Pascal has a great physique and a handsome face, both improvements made by Roach, and a penchant for winging wide punches and stumbling over his own aggressiveness – also wrinkles, pleats really, Coach Freddie ironed in. Unconvinced? Coach Freddie is going to overhaul that last sentence, a strategic revision about which he says, “Every writer is different in a job like this, but making Barry’s sentence better is kind of easy because there are so many mistakes.”
Let’s have a look:
Pascal has a tremendous physique and a striking face, both improvements made by Roach, and a tendency to wing punches wide and stumble over his own aggression – also wrinkles Coach Freddie folded in.
There you have it. Editor of the year.
With or without Roach, Pascal now returns to the toughman circuit to which Englishman Carl Froch remanded him seven years ago and whence Chad Dawson and Bernard Hopkins drafted him in 2010. Pascal is the sort of dark brute our nightmares convince us to favor in confrontations with wafers like Froch or Kovalev, but Pascal’s menace, much like Adonis Stevenson’s, is a cultivated superficiality, an amplifier of North American stereotypes more than a genuine bit of danger.
Froch was not menacing; Froch was a craftsman, a man who obsessed over manly comportment, found its purest manifestation in prizefighting, and obsessed over prizefighting. Froch wanted to be a great prizefighter and didn’t particularly care what pathway might get him there. Kovalev is a different thing entirely.

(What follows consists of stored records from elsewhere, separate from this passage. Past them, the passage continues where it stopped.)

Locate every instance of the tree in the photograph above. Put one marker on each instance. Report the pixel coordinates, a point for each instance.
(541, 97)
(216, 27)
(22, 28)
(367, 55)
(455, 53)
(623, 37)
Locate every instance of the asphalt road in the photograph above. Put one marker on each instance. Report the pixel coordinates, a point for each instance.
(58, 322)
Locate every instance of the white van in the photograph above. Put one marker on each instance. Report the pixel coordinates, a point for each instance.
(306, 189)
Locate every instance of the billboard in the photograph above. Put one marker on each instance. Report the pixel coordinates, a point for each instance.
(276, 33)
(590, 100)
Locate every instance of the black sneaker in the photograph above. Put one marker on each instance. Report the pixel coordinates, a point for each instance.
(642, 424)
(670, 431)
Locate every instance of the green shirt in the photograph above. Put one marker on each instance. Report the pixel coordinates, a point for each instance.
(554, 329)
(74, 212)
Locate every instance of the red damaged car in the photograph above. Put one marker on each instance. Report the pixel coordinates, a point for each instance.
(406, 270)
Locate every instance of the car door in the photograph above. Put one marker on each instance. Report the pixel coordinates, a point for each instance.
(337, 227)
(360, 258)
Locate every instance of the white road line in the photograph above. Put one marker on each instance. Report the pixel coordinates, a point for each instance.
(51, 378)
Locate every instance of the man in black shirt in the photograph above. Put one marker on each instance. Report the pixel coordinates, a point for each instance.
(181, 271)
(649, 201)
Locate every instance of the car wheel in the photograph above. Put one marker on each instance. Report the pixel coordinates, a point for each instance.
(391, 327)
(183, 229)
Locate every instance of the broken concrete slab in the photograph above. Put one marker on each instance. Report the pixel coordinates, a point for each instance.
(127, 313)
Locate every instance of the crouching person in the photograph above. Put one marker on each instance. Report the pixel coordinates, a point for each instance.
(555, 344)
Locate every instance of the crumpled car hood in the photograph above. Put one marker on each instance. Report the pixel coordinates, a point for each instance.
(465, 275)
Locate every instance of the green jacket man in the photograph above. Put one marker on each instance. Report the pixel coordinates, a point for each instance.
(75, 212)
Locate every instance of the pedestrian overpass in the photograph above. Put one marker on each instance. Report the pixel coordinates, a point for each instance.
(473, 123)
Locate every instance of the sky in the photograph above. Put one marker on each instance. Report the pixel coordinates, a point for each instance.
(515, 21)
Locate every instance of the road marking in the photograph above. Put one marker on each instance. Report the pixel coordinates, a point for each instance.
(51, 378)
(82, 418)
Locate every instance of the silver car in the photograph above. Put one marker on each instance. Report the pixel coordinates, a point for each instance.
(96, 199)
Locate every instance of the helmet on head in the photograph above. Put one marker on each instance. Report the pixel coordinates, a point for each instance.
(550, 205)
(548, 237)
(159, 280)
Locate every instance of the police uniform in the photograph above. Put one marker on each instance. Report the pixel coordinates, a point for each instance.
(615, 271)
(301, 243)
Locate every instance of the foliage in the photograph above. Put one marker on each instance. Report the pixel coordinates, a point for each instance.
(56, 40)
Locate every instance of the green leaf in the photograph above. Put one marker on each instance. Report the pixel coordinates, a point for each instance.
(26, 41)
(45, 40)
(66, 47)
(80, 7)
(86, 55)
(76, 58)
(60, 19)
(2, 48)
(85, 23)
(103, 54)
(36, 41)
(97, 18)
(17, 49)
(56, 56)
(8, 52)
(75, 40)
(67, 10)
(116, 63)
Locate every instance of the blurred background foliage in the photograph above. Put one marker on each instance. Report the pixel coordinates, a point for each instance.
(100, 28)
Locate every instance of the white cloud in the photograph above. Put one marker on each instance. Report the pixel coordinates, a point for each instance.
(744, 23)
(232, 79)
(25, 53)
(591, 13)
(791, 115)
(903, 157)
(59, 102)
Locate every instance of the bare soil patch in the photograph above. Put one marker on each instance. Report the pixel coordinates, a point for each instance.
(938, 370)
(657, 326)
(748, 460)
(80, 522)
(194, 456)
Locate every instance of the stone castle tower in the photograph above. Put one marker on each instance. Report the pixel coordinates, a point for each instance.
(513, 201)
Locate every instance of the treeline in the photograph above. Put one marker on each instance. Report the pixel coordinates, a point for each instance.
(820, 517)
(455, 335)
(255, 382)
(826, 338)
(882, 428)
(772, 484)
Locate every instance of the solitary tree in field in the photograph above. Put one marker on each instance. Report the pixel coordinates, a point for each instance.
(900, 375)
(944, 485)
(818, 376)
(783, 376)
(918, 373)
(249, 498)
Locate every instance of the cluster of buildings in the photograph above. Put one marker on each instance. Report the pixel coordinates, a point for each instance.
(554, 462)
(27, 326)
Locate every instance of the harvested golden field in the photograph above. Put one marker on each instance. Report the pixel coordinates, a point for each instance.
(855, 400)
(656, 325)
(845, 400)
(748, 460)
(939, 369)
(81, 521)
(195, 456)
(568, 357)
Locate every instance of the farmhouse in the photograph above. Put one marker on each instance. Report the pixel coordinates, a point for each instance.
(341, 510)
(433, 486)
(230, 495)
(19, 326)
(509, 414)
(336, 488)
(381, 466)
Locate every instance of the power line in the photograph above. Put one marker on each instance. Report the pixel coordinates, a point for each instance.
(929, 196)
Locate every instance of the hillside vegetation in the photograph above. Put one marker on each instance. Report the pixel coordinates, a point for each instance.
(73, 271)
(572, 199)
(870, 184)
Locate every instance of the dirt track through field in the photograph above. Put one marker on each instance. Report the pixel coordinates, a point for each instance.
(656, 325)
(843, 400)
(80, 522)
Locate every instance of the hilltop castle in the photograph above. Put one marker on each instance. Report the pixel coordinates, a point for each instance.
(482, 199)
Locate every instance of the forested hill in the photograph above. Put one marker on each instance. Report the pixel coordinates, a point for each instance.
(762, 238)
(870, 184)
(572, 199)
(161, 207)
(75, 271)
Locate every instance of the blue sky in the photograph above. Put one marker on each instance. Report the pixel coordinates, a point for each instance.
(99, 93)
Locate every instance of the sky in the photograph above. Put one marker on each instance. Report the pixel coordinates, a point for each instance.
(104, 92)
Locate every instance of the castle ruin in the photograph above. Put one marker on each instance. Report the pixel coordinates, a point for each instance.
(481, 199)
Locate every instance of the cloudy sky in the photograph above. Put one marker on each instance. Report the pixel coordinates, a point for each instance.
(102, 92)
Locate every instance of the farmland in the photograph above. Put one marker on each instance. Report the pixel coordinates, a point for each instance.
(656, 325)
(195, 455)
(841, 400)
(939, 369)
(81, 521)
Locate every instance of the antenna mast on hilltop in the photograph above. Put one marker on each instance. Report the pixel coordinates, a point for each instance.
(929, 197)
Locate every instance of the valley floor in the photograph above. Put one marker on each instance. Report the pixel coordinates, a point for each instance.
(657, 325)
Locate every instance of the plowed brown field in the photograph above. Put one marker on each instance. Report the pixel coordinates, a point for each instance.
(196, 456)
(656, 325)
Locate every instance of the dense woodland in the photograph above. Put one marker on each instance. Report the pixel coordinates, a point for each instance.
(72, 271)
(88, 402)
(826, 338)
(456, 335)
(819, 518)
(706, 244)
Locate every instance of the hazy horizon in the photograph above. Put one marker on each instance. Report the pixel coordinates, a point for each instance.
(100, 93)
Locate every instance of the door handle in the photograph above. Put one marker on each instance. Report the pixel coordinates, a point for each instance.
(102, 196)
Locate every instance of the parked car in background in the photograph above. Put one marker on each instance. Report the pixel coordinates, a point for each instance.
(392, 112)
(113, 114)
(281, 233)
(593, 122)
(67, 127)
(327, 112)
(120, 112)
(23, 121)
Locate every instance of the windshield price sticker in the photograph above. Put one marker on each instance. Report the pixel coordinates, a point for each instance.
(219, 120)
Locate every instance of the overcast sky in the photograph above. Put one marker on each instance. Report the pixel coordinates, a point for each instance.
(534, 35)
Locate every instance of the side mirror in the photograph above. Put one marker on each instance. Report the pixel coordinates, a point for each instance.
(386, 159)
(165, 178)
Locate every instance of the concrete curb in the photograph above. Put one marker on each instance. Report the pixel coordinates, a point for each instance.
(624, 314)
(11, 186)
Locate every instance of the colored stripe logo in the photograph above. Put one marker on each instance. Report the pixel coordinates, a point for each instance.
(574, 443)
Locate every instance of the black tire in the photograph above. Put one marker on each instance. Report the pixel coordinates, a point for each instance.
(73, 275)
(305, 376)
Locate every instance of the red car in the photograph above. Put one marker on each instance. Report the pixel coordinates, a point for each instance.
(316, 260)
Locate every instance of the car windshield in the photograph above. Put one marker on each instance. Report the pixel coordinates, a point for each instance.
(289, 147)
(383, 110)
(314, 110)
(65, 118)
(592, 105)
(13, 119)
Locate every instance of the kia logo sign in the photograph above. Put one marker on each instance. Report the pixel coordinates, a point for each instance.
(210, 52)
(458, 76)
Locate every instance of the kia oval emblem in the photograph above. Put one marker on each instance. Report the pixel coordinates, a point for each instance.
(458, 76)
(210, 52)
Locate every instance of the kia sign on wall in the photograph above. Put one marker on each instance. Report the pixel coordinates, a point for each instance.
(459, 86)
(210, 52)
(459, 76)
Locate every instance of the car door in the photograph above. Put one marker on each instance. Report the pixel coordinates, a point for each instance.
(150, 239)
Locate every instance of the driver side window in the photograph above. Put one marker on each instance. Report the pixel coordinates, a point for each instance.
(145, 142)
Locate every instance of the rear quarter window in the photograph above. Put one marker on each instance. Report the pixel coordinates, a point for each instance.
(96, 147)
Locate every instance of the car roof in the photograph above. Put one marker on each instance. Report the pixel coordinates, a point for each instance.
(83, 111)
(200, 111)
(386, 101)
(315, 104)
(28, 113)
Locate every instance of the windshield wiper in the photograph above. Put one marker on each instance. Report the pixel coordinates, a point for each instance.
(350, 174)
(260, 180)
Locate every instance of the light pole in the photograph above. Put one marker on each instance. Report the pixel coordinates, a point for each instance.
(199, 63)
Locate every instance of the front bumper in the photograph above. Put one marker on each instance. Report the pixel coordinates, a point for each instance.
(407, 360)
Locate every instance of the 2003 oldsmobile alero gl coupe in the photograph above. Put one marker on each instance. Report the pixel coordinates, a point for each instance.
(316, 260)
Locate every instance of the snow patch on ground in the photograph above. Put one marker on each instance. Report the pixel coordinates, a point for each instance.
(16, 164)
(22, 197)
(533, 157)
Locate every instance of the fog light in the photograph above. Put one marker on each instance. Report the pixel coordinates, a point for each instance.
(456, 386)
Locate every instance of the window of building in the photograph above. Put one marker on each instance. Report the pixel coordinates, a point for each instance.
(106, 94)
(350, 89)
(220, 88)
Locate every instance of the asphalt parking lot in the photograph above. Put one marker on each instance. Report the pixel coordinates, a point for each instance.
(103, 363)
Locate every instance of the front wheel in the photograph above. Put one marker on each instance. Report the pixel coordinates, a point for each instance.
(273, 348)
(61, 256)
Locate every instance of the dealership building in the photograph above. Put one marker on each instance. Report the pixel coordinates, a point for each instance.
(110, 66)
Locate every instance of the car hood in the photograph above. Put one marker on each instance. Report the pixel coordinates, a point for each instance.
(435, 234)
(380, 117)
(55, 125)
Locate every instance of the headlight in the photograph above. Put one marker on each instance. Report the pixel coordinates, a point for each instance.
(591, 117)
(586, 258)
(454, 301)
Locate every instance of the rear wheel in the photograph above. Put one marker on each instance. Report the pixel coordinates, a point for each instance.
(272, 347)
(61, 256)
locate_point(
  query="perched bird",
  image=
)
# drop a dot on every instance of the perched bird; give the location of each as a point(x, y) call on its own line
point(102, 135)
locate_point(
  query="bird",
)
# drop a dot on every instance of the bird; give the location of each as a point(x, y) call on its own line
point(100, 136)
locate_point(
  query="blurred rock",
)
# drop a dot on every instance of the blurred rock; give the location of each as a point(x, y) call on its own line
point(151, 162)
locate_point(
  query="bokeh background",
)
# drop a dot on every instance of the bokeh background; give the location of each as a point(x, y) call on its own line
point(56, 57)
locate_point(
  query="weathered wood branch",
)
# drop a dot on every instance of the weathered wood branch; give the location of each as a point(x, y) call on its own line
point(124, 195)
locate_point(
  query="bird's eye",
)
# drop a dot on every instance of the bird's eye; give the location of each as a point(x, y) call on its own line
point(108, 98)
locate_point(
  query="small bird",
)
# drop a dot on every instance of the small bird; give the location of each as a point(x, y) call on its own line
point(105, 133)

Were he not bludgeoning men with his fists, Kovalev would’ve done things vile enough to someone like Liam Neeson and his family for the subtext of “Taken” to have been Inspired by true events. Trainer emeritus Don Turner once used a telling word to describe Kovalev: mean. From Matthew the college professor or Sarah the barista, a word like that describing a professional fighter does not register, but from a man whose livelihood derives in large part from midwifing a will-to-cruelty in other men, the word is potent. The word manifests itself in the deadness of Kovalev’s countenance when he attacks – a predatory lack of empathy. Kovalev is more an athletic psychopath, more Sonny Liston, than an athlete who suspends his conscience to steal another man’s consciousness.
After Pascal’s corner waved the white towel Saturday, Kovalev fumbled a bit with the straightening of his Krusher kap, and it sent the mind to no coordinate sharper than Juan Manuel Marquez a minute after he snatched the animating force from Manny Pacquiao – mounting the turnbuckle a length from Pacquiao’s stillmotionless body, and ensuring his bill was just so for the cameras. Marquez’s willingness to kill another man in the ring, though, was tempered slightly by a very deep Mexican prizefighting tradition, a decree from the elders like: Thou shalt not. Russian boxing, an amateur-only affair till the 1990s, a sportsman’s endeavor performed with pillowy gloves and headgear till Kovalev was at least 10 years-old, has no such tether for its current practitioners.
Which means Andre Ward’s undefeated record, nay his life, is in jeopardy! Not so fast.
Kovalev is a very good 175-pound prizefighter. Andre Ward is a great 168-pound prizefighter. If Ward is not quite mean as Kovalev, he’s resentful as hell, distrustful, and unafraid to lead with his head or hit a man low if the moment warrants it. For all his menace and horror of intention, Kovalev barely dented a 50-year-old Bernard Hopkins in 36 minutes of trying. Anyone who thinks Kovalev is going to krush a 31-year-old version of Hopkins needs to start muting his HBO telecasts.